Пили чай, ели фрукты и говорили… говорили…
Странно, этот человек очень умен, много видел, и говорить с ним интересно. Он ничего не позволил себе, только поцеловал ее руку и поблагодарил "за иллюзию счастья".
Не будь этой "любви", она, пожалуй, была бы рада иметь его в числе знакомых, чтобы поговорить с ним иногда… но… но говорила ли бы она с ним так откровенно, так не стесняясь, если бы он был "только" знакомый? Конечно, нет. Многих вопросов они бы и не коснулись…
- Аня, откуда ты так поздно? Уж двенадцать часов, - слышит она голос матери.
Что же ей теперь делать? Что отвечать?
Аня совершенно не умеет лгать.
- Я ходила по папиному делу, - отвечает она, надеясь, что мать не будет дальше спрашивать.
Вот что значит всегда сидеть дома. Сестры возвращаются еще позднее, и никто их не допрашивает.
- Какие нынче дела поручает тебе отец? - спрашивает мать тревожно.
- Нужно было получить одну бумагу…
- Какую?
- Вексель, - с трудом произносит Аня.
- Но почему он тебя послал так поздно?
Надо, надо что-нибудь лгать и лгать как можно естественней!
Неужели она этого не может?
- У меня очень болит голова, мама, и я прошлась пешком… с Васильевского острова… Мама, милая, у меня очень болит голова, нет ли у тебя фенацетина? - просит Аня.
Ей бы на минуточку удалить мать, а там она справится с собой, что-нибудь придумает, а так - сразу соврать, как лгут ее сестры и брат, она не умеет.
- Почему это вздумалось отцу посылать тебя так поздно? Разве нет прислуги, рассыльного?
- Я сама вызвалась, мама; мне хотелось пройтись…
Мать смотрит на нее испытующим взглядом.
- Что за секреты у вас с отцом! - нервно пожимает она плечами.

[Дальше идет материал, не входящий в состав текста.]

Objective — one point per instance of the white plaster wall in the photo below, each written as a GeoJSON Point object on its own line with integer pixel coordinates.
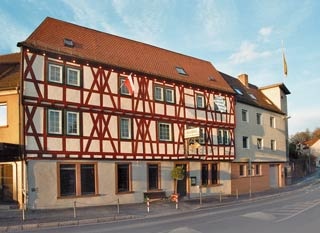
{"type": "Point", "coordinates": [253, 131]}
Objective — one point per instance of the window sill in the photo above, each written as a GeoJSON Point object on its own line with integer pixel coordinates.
{"type": "Point", "coordinates": [79, 196]}
{"type": "Point", "coordinates": [125, 192]}
{"type": "Point", "coordinates": [210, 185]}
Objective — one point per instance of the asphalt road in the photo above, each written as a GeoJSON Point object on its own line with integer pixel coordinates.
{"type": "Point", "coordinates": [297, 211]}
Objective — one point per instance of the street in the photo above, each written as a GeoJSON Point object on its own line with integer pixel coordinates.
{"type": "Point", "coordinates": [295, 211]}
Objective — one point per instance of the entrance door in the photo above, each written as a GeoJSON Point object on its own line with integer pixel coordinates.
{"type": "Point", "coordinates": [6, 183]}
{"type": "Point", "coordinates": [182, 184]}
{"type": "Point", "coordinates": [274, 176]}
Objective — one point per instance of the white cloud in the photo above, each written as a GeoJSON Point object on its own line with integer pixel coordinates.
{"type": "Point", "coordinates": [144, 21]}
{"type": "Point", "coordinates": [90, 14]}
{"type": "Point", "coordinates": [266, 31]}
{"type": "Point", "coordinates": [247, 52]}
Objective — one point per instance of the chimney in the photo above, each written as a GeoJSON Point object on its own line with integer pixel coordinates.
{"type": "Point", "coordinates": [244, 79]}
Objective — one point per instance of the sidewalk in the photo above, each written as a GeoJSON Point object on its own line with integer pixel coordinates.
{"type": "Point", "coordinates": [12, 220]}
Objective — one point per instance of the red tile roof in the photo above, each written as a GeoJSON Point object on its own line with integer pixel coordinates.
{"type": "Point", "coordinates": [115, 51]}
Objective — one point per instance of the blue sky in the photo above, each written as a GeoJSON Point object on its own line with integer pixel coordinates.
{"type": "Point", "coordinates": [236, 36]}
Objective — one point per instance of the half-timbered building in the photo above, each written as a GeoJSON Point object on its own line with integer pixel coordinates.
{"type": "Point", "coordinates": [261, 136]}
{"type": "Point", "coordinates": [90, 136]}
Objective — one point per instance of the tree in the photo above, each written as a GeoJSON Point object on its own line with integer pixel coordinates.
{"type": "Point", "coordinates": [177, 173]}
{"type": "Point", "coordinates": [300, 137]}
{"type": "Point", "coordinates": [316, 133]}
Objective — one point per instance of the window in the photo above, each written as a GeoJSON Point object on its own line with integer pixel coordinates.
{"type": "Point", "coordinates": [273, 145]}
{"type": "Point", "coordinates": [153, 176]}
{"type": "Point", "coordinates": [245, 142]}
{"type": "Point", "coordinates": [223, 137]}
{"type": "Point", "coordinates": [205, 174]}
{"type": "Point", "coordinates": [259, 143]}
{"type": "Point", "coordinates": [242, 169]}
{"type": "Point", "coordinates": [252, 96]}
{"type": "Point", "coordinates": [169, 95]}
{"type": "Point", "coordinates": [77, 179]}
{"type": "Point", "coordinates": [258, 169]}
{"type": "Point", "coordinates": [123, 90]}
{"type": "Point", "coordinates": [164, 94]}
{"type": "Point", "coordinates": [54, 121]}
{"type": "Point", "coordinates": [3, 114]}
{"type": "Point", "coordinates": [60, 73]}
{"type": "Point", "coordinates": [165, 132]}
{"type": "Point", "coordinates": [202, 137]}
{"type": "Point", "coordinates": [55, 73]}
{"type": "Point", "coordinates": [158, 93]}
{"type": "Point", "coordinates": [73, 76]}
{"type": "Point", "coordinates": [200, 101]}
{"type": "Point", "coordinates": [180, 70]}
{"type": "Point", "coordinates": [259, 119]}
{"type": "Point", "coordinates": [244, 115]}
{"type": "Point", "coordinates": [220, 103]}
{"type": "Point", "coordinates": [72, 123]}
{"type": "Point", "coordinates": [272, 122]}
{"type": "Point", "coordinates": [123, 178]}
{"type": "Point", "coordinates": [209, 173]}
{"type": "Point", "coordinates": [238, 91]}
{"type": "Point", "coordinates": [125, 128]}
{"type": "Point", "coordinates": [214, 173]}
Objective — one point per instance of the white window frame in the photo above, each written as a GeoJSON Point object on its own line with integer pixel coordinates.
{"type": "Point", "coordinates": [59, 124]}
{"type": "Point", "coordinates": [3, 114]}
{"type": "Point", "coordinates": [259, 118]}
{"type": "Point", "coordinates": [123, 129]}
{"type": "Point", "coordinates": [200, 101]}
{"type": "Point", "coordinates": [244, 113]}
{"type": "Point", "coordinates": [169, 94]}
{"type": "Point", "coordinates": [223, 137]}
{"type": "Point", "coordinates": [77, 84]}
{"type": "Point", "coordinates": [247, 142]}
{"type": "Point", "coordinates": [165, 136]}
{"type": "Point", "coordinates": [272, 122]}
{"type": "Point", "coordinates": [158, 93]}
{"type": "Point", "coordinates": [123, 90]}
{"type": "Point", "coordinates": [77, 125]}
{"type": "Point", "coordinates": [56, 79]}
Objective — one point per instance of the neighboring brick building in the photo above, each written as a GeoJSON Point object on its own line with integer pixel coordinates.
{"type": "Point", "coordinates": [261, 136]}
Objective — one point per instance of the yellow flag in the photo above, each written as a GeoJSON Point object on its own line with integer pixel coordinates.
{"type": "Point", "coordinates": [285, 68]}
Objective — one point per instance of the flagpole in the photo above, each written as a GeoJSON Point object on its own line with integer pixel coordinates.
{"type": "Point", "coordinates": [285, 67]}
{"type": "Point", "coordinates": [123, 81]}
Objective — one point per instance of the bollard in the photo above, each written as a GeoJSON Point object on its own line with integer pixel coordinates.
{"type": "Point", "coordinates": [177, 202]}
{"type": "Point", "coordinates": [23, 212]}
{"type": "Point", "coordinates": [118, 206]}
{"type": "Point", "coordinates": [148, 205]}
{"type": "Point", "coordinates": [74, 210]}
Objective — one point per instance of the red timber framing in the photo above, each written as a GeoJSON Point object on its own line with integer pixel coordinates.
{"type": "Point", "coordinates": [110, 106]}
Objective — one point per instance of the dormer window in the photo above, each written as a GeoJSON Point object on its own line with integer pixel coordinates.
{"type": "Point", "coordinates": [238, 91]}
{"type": "Point", "coordinates": [180, 70]}
{"type": "Point", "coordinates": [253, 96]}
{"type": "Point", "coordinates": [68, 43]}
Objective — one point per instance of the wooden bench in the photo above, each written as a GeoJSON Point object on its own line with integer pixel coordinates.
{"type": "Point", "coordinates": [157, 194]}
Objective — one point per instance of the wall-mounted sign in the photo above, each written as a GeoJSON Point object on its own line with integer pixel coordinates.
{"type": "Point", "coordinates": [192, 133]}
{"type": "Point", "coordinates": [220, 103]}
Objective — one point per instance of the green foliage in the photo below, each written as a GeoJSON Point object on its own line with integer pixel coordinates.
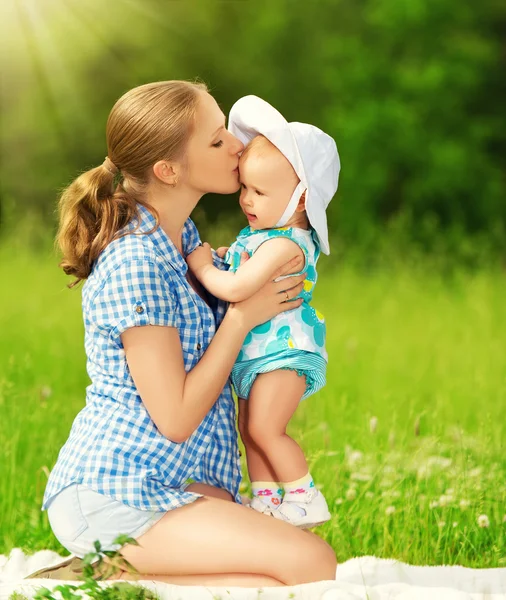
{"type": "Point", "coordinates": [101, 565]}
{"type": "Point", "coordinates": [412, 90]}
{"type": "Point", "coordinates": [417, 347]}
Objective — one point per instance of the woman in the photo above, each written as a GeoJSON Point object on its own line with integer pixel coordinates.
{"type": "Point", "coordinates": [154, 454]}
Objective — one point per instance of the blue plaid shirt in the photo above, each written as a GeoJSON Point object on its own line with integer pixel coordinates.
{"type": "Point", "coordinates": [114, 447]}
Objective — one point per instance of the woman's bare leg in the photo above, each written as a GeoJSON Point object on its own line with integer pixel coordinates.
{"type": "Point", "coordinates": [259, 468]}
{"type": "Point", "coordinates": [273, 399]}
{"type": "Point", "coordinates": [231, 544]}
{"type": "Point", "coordinates": [223, 580]}
{"type": "Point", "coordinates": [209, 491]}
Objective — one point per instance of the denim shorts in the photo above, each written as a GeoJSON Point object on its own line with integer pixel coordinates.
{"type": "Point", "coordinates": [78, 516]}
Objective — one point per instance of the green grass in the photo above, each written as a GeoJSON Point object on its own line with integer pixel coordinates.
{"type": "Point", "coordinates": [421, 355]}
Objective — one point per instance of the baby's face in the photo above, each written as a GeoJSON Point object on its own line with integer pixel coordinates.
{"type": "Point", "coordinates": [267, 184]}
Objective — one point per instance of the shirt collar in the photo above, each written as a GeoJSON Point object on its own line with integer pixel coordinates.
{"type": "Point", "coordinates": [164, 246]}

- Право, нет никаких секретов, вот вексель, мама.
Варвара Семеновна взглядывает на вексель.
- Если это так было срочно, - раздраженно говорит она, - отчего ты не отдаешь эту бумагу отцу?
- Я не знала, что папа дома, я сейчас ему отнесу, - говорит Аня, радуясь, что может избежать дальнейшего разговора.
Бледное лицо Варвары Семеновны вспыхивает.
- Дай мне эту бумагу, я сама отдам отцу и попрошу его впредь не путать тебя в его дела.
Когда мать уходит, Аня стоит несколько минут неподвижно.
А вдруг отец соврет что-нибудь неподходящее… Да и что мама так взволновалась?
Аня решительно идет за матерью.
- Ты мог послать кого-нибудь другого? - слышит она голос матери и делает шаг, чтобы войти.
- Я забыл, что мне бумага нужна завтра рано утром, рассыльный уже ушел, а Аня сама вызвалась. Я не понимаю, чего ты волнуешься.